= Edwin Sexton =

Kansas state legislator

Edwin T. Sexton Jr. (c. 1923 – September 16, 1983) was a state legislator in Kansas. A Republican, he was appointed to fill an unexpired term. He was a newspaper editor in Wichita, Kansas.

Sexton was born in Wichita, Kansas, served in the United States Army, and studied at the University of Wichita and University of Chicago. He served in the Kansas Senate from 1964 to 1966. He was appointed to the Kansas Senate by Kansas governor John Anderson Jr. after William C. Farmer resigned. He had been a field representative for congressman Garner E. Shriver. After stepping down from the Kansas Senate, Sexton moved to Silver Spring, Maryland, and became a member of the Republican National Committee in 1966, and also directed the black political division and served as deputy assistant to the RNC chair.
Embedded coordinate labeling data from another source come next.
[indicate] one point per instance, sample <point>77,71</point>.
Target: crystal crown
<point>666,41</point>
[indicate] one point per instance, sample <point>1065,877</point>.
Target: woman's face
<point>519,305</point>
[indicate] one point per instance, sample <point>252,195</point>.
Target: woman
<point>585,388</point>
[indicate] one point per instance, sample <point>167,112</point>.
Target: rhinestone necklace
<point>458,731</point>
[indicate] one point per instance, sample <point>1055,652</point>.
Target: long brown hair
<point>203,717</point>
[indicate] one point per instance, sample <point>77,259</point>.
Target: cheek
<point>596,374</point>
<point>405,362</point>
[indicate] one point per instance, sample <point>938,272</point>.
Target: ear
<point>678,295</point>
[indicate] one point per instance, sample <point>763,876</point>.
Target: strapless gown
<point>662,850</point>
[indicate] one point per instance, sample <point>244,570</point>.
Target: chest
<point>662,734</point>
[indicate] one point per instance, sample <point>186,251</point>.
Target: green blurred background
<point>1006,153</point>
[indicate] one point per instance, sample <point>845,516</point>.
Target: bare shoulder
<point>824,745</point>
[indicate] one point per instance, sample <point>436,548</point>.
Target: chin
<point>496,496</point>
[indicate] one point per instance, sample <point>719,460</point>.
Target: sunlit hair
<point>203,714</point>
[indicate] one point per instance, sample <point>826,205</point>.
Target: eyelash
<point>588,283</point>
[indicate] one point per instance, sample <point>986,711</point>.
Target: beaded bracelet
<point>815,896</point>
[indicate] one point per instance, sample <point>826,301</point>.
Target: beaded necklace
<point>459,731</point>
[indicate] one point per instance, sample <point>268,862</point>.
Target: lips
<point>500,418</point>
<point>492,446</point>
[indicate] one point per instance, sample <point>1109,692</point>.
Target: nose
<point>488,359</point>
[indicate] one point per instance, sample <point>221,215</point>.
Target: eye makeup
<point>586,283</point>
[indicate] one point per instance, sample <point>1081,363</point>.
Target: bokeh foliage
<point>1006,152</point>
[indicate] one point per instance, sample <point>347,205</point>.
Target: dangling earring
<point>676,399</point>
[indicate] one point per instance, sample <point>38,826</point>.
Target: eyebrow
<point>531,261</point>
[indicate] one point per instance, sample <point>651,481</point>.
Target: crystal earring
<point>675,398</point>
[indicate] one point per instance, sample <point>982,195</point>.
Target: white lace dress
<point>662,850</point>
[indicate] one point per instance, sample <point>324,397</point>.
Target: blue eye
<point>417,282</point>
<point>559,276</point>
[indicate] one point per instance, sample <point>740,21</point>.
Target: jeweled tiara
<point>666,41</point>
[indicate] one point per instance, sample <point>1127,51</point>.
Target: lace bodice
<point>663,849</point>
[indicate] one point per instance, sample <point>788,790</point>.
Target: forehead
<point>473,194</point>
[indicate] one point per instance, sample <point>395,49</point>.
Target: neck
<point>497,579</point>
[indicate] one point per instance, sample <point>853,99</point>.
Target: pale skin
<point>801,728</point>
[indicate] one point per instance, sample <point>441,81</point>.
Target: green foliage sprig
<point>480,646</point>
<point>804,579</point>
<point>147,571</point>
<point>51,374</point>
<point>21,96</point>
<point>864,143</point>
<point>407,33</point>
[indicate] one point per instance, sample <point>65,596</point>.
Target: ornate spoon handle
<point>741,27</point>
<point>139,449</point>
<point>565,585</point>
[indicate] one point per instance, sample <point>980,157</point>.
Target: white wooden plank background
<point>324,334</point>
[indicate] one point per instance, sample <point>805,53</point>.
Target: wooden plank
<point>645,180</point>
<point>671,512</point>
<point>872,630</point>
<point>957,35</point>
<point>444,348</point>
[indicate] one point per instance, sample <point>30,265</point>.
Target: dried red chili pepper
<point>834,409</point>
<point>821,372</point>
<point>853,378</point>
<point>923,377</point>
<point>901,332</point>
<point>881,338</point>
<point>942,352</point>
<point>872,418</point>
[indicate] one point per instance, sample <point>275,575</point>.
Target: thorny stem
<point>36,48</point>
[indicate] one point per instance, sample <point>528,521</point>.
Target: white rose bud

Between 1973 and 1977, Sexton worked for the United States Department of Commerce as deputy director of the minority business division. He was also active in the Black Republican Council and the NAACP. In the 1970s, Sexton founded Sexton and Associates, a financial and management consulting firm, and was the company's president until his death.

Sexton married Dorothy Hellen, with whom he had two daughters. At the time of his death from a heart attack on September 16, 1983, Sexton was traveling between Washington, D.C., and Kansas on a Republic Airlines flight, which made an emergency stop at the Nashville International Airport on his behalf.